La nueva edición de Demoviña se celebra este jueves, 11 de junio, en la finca de Sumarroca situada en el corazón del Penedès, una zona especialmente representativa de la viticultura mediterránea. Se trata de un entorno caracterizado por su altitud moderada y una clara vocación vitícola.
Para Agromillora, celebrar Demoviña allí supone hacerlo «en una zona clave para la innovación vitivinícola». Se trata de una comarca emblemática, “no solo por su peso histórico y productivo, sino también por su papel como territorio de referencia en la identificación de nuevos retos, como la presión de enfermedades fúngicas, la sequía o la necesidad de adaptación al cambio climático”, señalan desde la compañía.
También lo es por una razón histórica y de origen de la compañía, que fundada en el Penedès en 1986, empezó con la distribución de planta de viña de VCR.
Para la empresa, el balance de los ensayos de nuevas variedades celebrados en la finca es muy positivo. «La colaboración con Incavi y con el equipo técnico de Sumarroca ha permitido avanzar en la evaluación de nuevas variedades antes incluso de su plena autorización legal, validando si tiene sentido su implantación en las condiciones específicas de Cataluña». Este trabajo, que incluye ensayos agronómicos y vinificaciones experimentales, es clave para determinar su comportamiento en campo y su potencial enológico, con la implicación directa de bodegas que permiten contrastar resultados reales.
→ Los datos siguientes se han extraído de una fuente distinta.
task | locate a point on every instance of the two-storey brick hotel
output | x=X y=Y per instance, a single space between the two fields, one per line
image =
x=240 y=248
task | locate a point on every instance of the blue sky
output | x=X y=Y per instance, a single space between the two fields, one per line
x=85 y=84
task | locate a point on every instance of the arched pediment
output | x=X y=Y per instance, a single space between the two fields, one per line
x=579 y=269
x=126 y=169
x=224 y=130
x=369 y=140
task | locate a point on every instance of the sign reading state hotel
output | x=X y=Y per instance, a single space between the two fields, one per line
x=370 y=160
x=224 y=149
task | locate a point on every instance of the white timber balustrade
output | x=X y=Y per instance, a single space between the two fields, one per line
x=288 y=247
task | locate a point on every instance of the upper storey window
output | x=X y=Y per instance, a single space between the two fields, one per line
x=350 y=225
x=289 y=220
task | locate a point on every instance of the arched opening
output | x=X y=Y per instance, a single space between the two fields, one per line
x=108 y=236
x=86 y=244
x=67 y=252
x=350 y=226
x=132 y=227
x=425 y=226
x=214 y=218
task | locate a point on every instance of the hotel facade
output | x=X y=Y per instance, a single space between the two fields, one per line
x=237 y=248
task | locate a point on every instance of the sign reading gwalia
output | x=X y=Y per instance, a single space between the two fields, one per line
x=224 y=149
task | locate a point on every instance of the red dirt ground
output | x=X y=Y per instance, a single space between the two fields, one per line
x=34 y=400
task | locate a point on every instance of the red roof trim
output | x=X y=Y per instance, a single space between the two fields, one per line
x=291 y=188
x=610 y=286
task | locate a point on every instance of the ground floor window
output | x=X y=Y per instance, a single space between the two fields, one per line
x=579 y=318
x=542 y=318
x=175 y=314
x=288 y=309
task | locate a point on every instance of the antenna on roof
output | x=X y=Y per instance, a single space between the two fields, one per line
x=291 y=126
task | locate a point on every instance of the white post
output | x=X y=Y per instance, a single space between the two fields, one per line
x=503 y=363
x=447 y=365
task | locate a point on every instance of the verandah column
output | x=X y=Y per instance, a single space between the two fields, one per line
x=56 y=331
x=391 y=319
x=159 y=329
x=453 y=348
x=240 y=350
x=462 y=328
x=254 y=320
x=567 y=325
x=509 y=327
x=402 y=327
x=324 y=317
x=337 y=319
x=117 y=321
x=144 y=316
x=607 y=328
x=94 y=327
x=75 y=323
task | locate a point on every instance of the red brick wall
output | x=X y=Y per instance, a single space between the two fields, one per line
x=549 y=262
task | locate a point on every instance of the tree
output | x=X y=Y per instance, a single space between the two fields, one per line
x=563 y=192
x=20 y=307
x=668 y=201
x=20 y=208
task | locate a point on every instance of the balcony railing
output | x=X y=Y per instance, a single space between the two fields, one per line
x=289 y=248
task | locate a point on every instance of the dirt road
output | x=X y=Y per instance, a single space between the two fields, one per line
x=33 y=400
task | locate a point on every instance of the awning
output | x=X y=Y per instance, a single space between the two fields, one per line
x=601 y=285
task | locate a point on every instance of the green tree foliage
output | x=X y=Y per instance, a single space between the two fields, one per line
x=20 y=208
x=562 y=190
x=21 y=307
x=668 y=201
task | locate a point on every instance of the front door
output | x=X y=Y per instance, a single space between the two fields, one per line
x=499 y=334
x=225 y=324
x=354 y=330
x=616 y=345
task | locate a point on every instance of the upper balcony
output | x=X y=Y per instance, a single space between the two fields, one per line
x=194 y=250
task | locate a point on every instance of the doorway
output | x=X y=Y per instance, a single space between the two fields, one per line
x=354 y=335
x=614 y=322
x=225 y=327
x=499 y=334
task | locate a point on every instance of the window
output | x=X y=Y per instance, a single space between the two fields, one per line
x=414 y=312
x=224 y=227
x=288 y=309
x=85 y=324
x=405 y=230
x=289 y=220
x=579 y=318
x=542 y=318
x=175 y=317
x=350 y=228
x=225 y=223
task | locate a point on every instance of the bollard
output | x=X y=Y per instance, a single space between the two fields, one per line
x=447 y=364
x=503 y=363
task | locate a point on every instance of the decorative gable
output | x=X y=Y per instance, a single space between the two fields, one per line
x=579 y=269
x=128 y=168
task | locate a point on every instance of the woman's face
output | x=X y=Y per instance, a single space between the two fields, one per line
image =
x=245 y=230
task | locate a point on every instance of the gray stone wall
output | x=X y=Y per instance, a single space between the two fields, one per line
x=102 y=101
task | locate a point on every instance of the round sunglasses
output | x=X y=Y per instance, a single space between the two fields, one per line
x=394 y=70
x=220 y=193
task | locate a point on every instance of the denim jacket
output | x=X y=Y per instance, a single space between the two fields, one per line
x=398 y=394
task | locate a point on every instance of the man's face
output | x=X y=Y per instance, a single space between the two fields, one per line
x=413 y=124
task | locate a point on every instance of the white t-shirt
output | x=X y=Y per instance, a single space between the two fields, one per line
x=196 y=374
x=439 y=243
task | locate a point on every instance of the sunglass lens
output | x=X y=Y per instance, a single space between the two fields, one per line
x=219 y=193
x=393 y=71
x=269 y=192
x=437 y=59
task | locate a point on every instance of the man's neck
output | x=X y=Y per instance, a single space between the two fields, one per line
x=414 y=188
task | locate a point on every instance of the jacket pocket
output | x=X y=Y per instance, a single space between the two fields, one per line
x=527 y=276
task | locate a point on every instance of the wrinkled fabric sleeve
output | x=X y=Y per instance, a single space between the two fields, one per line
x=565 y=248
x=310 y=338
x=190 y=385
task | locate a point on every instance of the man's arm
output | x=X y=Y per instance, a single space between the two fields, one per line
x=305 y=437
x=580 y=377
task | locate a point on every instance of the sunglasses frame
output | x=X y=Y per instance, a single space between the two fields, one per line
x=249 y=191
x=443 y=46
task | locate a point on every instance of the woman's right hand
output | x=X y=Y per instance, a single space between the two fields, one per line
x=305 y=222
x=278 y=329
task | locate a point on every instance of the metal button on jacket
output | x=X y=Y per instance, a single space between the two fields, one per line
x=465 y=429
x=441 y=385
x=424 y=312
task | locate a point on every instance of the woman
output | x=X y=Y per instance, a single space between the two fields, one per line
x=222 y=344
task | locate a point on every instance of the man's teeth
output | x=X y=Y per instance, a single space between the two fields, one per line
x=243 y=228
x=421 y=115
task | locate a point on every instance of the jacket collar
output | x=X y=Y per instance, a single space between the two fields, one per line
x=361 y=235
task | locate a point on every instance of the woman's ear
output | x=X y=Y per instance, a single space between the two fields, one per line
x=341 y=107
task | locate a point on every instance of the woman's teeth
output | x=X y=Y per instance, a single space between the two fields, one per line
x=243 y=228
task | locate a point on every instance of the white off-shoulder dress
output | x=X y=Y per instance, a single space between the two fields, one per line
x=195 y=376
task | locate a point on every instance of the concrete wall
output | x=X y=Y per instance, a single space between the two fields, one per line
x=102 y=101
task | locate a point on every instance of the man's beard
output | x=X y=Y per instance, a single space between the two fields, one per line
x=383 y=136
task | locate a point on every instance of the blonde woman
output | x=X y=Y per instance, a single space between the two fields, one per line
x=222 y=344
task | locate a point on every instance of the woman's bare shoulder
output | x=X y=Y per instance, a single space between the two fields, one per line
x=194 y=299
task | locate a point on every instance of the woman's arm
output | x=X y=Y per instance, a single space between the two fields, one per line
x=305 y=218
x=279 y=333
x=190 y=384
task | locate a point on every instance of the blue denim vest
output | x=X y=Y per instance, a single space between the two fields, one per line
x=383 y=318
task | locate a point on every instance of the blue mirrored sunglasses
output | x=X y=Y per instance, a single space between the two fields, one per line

“Las variedades piwi incorporan en su genética una resistencia natural a enfermedades fúngicas, lo que permite reducir el uso de fitosanitarios”, recuerdan. Esto las convierte en una herramienta muy valiosa para avanzar hacia modelos de viticultura más sostenibles, con menor impacto ambiental, “y encajan perfectamente en la viticultura ecológica”. En un contexto como el del Penedès, donde la viticultura ‘eco’ está muy implantada, las variedades piwi permiten reducir todavía más el número de tratamientos, con descensos que pueden alcanzar hasta un 70%.
“Estamos todavía en una fase inicial, pero todo apunta a que los vinos elaborados a partir de esas variedades permitirán hacer una oferta vínica más atractiva”, señalan los responsables de la bodega. La reducción de la huella de carbono y del uso de fitosanitarios son argumentos cada vez más valorados por el consumidor.
“Además, la experiencia de otros países, como Italia, donde ya existen bodegas elaborando vinos piwi, muestra que puede surgir un nuevo segmento de mercado con potencial de crecimiento”, recalcan. Estas variedades no solo aportan sostenibilidad, “sino también una narrativa diferenciadora que puede contribuir a dinamizar la oferta en un contexto de cambio en los hábitos de consumo”, apuntan desde Agromillora.